Abu Dhabi, drives au soleil et nuits de velours

Il y a des destinations où l’on vient chercher le grand spectacle. À Abu Dhabi, on trouve plutôt une précision de majordome : fairways impeccables, service au cordeau, lumière dorée et ce silence très particulier des villes qui ont compris qu’elles n’avaient rien à prouver. Pour un séjour de golf à Abu Dhabi, oubliez le fantasme du désert carte postale avec chameau en contre-jour : ici, le thermomètre fait parfois office de caddie, mais les parcours sont sérieux, variés, et beaucoup moins bling-bling qu’on l’imagine depuis un canapé européen.

Abu Dhabi, c’est l’émirat posé, celui qui laisse Dubaï faire les stories en néon pendant qu’il range les couverts en argent.

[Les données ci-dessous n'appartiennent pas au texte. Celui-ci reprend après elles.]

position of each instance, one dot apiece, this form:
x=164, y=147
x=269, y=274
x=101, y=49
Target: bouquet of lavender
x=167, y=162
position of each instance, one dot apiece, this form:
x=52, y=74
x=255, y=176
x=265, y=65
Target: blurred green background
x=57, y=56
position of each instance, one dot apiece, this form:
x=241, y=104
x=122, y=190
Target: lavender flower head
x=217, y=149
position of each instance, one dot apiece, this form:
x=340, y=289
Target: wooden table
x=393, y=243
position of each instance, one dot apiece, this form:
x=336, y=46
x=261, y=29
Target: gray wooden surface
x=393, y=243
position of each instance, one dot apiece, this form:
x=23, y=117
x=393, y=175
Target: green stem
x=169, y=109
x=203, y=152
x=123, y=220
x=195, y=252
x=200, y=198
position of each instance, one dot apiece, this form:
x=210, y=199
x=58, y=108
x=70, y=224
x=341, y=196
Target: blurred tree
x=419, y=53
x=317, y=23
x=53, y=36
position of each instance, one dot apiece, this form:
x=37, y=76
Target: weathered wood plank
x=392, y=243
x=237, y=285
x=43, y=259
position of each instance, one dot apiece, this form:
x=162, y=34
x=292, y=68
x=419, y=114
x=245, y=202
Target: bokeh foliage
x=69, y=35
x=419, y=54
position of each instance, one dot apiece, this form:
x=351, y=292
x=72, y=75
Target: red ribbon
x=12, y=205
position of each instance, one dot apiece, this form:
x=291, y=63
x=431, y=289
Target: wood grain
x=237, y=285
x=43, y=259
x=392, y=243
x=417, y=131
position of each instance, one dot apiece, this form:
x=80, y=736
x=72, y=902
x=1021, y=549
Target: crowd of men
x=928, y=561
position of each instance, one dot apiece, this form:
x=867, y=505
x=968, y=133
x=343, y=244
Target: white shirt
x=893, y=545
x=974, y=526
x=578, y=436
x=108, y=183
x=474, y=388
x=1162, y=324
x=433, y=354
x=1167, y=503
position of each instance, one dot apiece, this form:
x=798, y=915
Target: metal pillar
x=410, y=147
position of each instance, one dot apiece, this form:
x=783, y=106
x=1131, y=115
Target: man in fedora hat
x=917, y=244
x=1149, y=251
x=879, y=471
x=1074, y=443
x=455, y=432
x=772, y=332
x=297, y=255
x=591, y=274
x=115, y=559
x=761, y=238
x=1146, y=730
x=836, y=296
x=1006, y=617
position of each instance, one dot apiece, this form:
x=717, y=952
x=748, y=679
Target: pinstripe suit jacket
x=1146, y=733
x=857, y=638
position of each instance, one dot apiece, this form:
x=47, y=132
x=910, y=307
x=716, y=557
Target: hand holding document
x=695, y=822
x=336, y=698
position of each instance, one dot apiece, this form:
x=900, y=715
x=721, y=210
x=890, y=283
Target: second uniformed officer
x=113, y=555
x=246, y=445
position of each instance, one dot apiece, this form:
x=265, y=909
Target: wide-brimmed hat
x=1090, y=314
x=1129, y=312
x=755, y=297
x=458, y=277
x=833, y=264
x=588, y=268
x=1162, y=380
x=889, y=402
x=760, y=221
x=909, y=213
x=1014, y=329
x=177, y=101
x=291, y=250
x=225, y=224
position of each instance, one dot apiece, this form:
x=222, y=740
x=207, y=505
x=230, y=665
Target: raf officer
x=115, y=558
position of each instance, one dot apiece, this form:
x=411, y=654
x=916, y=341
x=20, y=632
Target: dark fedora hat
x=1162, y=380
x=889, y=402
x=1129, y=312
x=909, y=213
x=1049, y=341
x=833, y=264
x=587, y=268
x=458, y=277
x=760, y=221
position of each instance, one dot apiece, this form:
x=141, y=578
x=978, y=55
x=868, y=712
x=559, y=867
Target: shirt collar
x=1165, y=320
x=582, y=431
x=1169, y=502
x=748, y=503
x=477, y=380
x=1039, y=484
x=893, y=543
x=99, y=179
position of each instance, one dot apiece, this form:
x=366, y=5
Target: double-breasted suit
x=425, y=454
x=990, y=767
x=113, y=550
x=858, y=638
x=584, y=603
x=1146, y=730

On y joue tôt, on déjeune tard, on découvre des tables émiriennes étonnantes, et l’on apprend vite une règle locale : la crème solaire est un club à part entière.

Réussir son séjour de golf à Abu Dhabi sans perdre son âme ni son gant

La capitale des Émirats arabes unis a bâti son identité sur un équilibre délicat : héritage bédouin, pêche perlière, pétrole, diplomatie culturelle et urbanisme XXL. Avant les tours, il y avait les tribus Bani Yas, les palmeraies d’Al Ain, les boutres, les marchés, la mer comme garde-manger et horizon.

Le golf est arrivé avec la modernisation du pays, d’abord comme terrain de sociabilité pour expatriés et compagnies pétrolières, puis comme vitrine sportive. L’Abu Dhabi Golf Club ouvre en 1998, le grand tournoi international arrive au milieu des années 2000, et la ville comprend vite qu’un green bien dessiné vaut parfois un long discours de soft power.

Pour préparer le voyage, le site officiel Visit Abu Dhabi reste une bonne base : horaires, quartiers, musées, plages, événements. Ensuite, on affine selon son swing, son budget et sa résistance personnelle à la phrase : « On a un départ à 6 h 40, c’est formidable. » Formidable, oui. Humain, à discuter.

Les parcours de golf à Abu Dhabi que je rejouerais demain

Abu Dhabi Golf Club : le faucon, le classique, le test sérieux

On commence par le totem. Abu Dhabi Golf Club, avec son club-house en forme de faucon, est un parcours de championnat qui ne se contente pas de poser pour la brochure. Les fairways sont généreux sans être naïfs, les bunkers très au courant de vos faiblesses, et les greens défendent leur territoire avec l’élégance d’un portier de palace.

Pourquoi y jouer ? Parce que c’est le parcours qui raconte le mieux l’ambition golfique de la ville. On y sent l’héritage des grands tournois, mais sans ambiance musée. Le petit détail qui change tout : l’éclairage du parcours permet parfois de jouer en fin de journée ou en nocturne selon les conditions. Quand le soleil baisse, votre swing retrouve soudain un avocat commis d’office.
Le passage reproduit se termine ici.